As the user's communication ability improves, new words, such as adjectives or complex phrases, may be added to the word tree 300. This may be in response to detecting an improvement in the user's communication skills using metrics recorded during communication sessions, such as the complexity and diversity of words or phrases used by the user, the speed of phrase formation, or the user's ability to navigate deeper into the tree structure.
Additions to the word tree 300 may be made manually, by a communication partner, or automatically, using NLP techniques. For automatic additions, the natural language processing model could be trained to learn from a corpus of text, such as books, articles, or web content, identifying new words or phrases to add to the tree. The natural language processing model could also use information from the user's past communication sessions to identify new words or phrases that the user is likely to want to use in the future (e.g., based on similarity of the new words or phrases to the previously used words or phrases).

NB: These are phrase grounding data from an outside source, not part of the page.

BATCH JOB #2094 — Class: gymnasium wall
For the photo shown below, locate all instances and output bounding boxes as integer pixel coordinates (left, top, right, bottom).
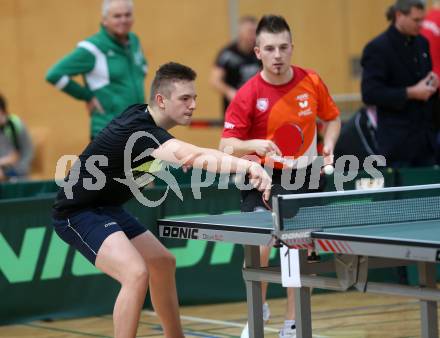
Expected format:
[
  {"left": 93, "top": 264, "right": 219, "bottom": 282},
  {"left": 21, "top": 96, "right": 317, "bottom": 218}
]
[{"left": 0, "top": 0, "right": 399, "bottom": 179}]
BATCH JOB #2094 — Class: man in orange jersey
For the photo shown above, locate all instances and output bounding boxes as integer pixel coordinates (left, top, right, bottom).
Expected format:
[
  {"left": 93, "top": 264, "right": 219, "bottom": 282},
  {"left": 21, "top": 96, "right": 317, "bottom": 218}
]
[{"left": 219, "top": 15, "right": 341, "bottom": 338}]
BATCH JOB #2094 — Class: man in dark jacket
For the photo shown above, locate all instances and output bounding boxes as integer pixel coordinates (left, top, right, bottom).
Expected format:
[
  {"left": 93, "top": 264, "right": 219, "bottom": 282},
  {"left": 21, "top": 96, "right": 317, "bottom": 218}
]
[{"left": 361, "top": 0, "right": 439, "bottom": 167}]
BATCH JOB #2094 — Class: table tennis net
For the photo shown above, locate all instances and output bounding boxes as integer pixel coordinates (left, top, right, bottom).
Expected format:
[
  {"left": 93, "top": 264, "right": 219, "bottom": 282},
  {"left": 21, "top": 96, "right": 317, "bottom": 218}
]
[{"left": 277, "top": 187, "right": 440, "bottom": 232}]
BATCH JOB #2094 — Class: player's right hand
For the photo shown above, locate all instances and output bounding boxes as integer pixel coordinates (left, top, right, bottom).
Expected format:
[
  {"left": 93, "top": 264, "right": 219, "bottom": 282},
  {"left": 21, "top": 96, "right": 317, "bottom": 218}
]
[
  {"left": 247, "top": 163, "right": 272, "bottom": 201},
  {"left": 248, "top": 139, "right": 282, "bottom": 157}
]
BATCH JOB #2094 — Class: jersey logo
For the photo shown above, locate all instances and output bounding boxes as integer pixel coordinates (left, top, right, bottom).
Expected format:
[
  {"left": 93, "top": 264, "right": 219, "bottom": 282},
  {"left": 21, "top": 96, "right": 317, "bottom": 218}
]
[
  {"left": 422, "top": 20, "right": 440, "bottom": 36},
  {"left": 299, "top": 100, "right": 308, "bottom": 109},
  {"left": 256, "top": 98, "right": 269, "bottom": 112},
  {"left": 296, "top": 93, "right": 309, "bottom": 108},
  {"left": 224, "top": 121, "right": 235, "bottom": 129},
  {"left": 107, "top": 50, "right": 115, "bottom": 57},
  {"left": 296, "top": 93, "right": 312, "bottom": 116}
]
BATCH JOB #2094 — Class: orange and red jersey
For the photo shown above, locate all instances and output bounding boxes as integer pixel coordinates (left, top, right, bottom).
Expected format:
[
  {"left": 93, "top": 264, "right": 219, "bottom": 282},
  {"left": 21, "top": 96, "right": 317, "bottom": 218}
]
[{"left": 222, "top": 66, "right": 340, "bottom": 168}]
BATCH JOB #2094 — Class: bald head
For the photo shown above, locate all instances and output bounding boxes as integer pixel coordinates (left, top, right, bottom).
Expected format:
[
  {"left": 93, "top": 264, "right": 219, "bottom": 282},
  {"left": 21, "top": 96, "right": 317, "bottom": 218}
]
[{"left": 237, "top": 16, "right": 257, "bottom": 52}]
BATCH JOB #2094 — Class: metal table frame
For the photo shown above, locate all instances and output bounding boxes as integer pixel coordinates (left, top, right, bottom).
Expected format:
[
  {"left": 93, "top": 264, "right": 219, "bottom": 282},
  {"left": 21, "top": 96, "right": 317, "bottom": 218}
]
[
  {"left": 242, "top": 246, "right": 439, "bottom": 338},
  {"left": 158, "top": 184, "right": 440, "bottom": 338}
]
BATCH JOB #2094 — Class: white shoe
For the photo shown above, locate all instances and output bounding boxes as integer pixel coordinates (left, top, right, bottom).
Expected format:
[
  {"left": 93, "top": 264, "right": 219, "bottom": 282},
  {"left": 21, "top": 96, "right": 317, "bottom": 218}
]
[
  {"left": 279, "top": 325, "right": 296, "bottom": 338},
  {"left": 240, "top": 322, "right": 249, "bottom": 338},
  {"left": 263, "top": 302, "right": 271, "bottom": 322},
  {"left": 241, "top": 302, "right": 270, "bottom": 337}
]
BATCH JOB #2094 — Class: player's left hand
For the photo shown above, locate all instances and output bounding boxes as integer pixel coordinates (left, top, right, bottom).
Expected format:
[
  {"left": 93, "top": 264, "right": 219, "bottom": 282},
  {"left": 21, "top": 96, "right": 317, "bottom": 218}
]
[
  {"left": 321, "top": 143, "right": 334, "bottom": 168},
  {"left": 247, "top": 163, "right": 272, "bottom": 201}
]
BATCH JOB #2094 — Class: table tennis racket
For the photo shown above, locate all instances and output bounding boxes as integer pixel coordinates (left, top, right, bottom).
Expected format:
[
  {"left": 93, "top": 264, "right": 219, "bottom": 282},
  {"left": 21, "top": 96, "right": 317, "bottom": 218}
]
[{"left": 273, "top": 122, "right": 304, "bottom": 156}]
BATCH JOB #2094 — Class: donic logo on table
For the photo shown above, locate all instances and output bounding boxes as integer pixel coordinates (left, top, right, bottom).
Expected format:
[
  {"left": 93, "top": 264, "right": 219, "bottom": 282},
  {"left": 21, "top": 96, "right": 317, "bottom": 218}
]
[{"left": 162, "top": 226, "right": 199, "bottom": 239}]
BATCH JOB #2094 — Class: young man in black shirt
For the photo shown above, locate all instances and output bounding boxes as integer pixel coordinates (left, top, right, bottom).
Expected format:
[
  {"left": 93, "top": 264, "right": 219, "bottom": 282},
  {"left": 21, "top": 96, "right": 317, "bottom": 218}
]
[{"left": 52, "top": 62, "right": 271, "bottom": 338}]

FIGS. 4A-4F depict a schematic diagram 400 of a user interface 402 of a process for a user to generate a phrase. The process is described in more detail with regard to FIG. 7 . It is understood that FIGS. 4A-4F merely demonstrate how a user may interact with a device and how the device may respond to user interactions. Any depictions of FIGS. 4A-4F are not intended to be limiting and other visual representations are contemplated, including but not limited to other shapes, designs, arrangements, layouts, and/or the like.
FIG. 4A depicts a schematic diagram 400 of a user interface 402 presented (e.g., via the output device interface 208) by a device (e.g., the device 102) of a user. To help the user determine which word trees to select from, the user interface 402 may present the user with one or more categories 404, 406, 408, 410 of word trees. Selecting a category 404, 406, 408, 410 may narrow the number of word trees available to the user to those that include words belonging to the selected category. Organizing the available word trees by category 404 may improve the efficiency of using the device as the user will not have to go through each word tree and may improve engagement with the user interface 402 as the user will not be overwhelmed by the options available. The word trees may be categorized manually or automatically. For example, a communication partner may determine which categories each word tree should belong to, or a machine learning algorithm may classify each word tree based on the words included in the word tree. In some implementations, the categories 404, 406, 408, 410 may be represented as tile-shaped display elements on the user interface 402. The tile-shaped display elements may include an image corresponding to the category of the display element to provide the user with a visual cue of the category. It is understood that selecting a category of word trees is not a necessary step for the present technology.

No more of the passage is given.